By means of all created things, without exception.

The Divine assails us, penetrates us, and molds us.

We imagine it (the divine) as distant and inaccessible.

In fact, we live steeped in its (the Divine’s) burning layers.

--Teilhard de Chardin

When we transform our minds, as I mentioned in my last blog, one of the most important mental changes that we must make as humans is to think of ourselves as divine beings. In other words, we are made in the image and likeness of God (as Judaism, Christianity, and Islam’s scriptures state) and are “pure consciousness with a fiery manifestation” (as Yoga, Hinduism and Buddhism believe). Our true self is not our small ego or our animalistic human nature. We must begin to think of ourselves as truly beings of light and truth and not “sinners” (as some Jewish and Christian traditions say). We are never separated from the Divine Ultimate Reality.

That transformation in thinking is a mighty task—to change our identity—especially when we are caught up in so many physical and mental challenges. Yet, it is an identity to which all spiritual traditions are calling us. I am convinced that our response to this vocation will be our salvation and our planet’s salvation. We are totally submersed in a spiritual reality to which we must sensitize ourselves if we are to truly move toward the spiritual purpose (the total purpose) of our lives.

One Christian spiritual writer, Margaret Mary Funk, agrees with de Chardin’s statement above. Let me quote a brief part of the preface to her book, Humility Matters:

One of the pillars of spiritual teaching in Eastern Christianity is deification (Greek: theosis), which means participating or sharing in the divine nature. This is our inheritance...; it is an inborn spark of divinity like a light burning deep within our hearts, within the core of our being, guiding us as we discern what pleases God, and illuminated our journey upon this earth. Christ speaks about this same light when he says we are not to hide our light under a bushel but bring it into the light of day. In this broken world, however, this inner light, this divine sensation, is often covered up by the cares and concerns of our daily lives and by our conditioning from early childhood.”

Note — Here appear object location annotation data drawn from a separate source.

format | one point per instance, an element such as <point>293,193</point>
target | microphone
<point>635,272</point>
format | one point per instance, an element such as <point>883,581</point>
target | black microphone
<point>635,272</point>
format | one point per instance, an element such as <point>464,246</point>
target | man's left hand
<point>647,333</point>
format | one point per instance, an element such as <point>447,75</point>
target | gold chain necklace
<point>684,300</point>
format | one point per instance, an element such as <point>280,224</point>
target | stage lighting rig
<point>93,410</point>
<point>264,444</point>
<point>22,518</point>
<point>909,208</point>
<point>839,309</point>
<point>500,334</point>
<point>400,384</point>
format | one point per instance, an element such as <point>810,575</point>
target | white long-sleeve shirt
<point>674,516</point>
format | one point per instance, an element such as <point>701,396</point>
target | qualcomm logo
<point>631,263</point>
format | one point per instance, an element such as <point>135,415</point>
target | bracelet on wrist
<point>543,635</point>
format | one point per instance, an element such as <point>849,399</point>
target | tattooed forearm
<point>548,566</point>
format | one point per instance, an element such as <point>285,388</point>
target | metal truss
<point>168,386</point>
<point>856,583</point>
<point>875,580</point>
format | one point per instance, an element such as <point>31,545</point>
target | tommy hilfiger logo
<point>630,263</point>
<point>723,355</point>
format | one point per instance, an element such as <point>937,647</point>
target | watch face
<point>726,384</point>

Yoga, in my experience, teaches us how to experience that “inner light.” Yoga’s meditation practice, in particular, brings us to the direct experience of that inner light. Other spiritual traditions’ meditation practices can lead to this direct experience as well. However, the difference with yoga is that one does not have to believe in the spiritual world to truly experience that world. Yoga’s meditative tradition allows the practitioner to know that spiritual world and all the divine beings within it. It allows us, according to the Yoga Sutras, to experience unity with the Source of Life and to experience this Source of Life as a reality beyond ourselves. In yoga, this reality is called “Ishvara.” In English, “Ishvara” is the Sanskrit name for the all-knowing, all-present, all-powerful reality called “God” God/Ishvara is the true world, the divine world in which we live our lives.

We can truly be another Christ, or Buddha, or Moses, or Mohammed. We can truly experience God and our oneness with God.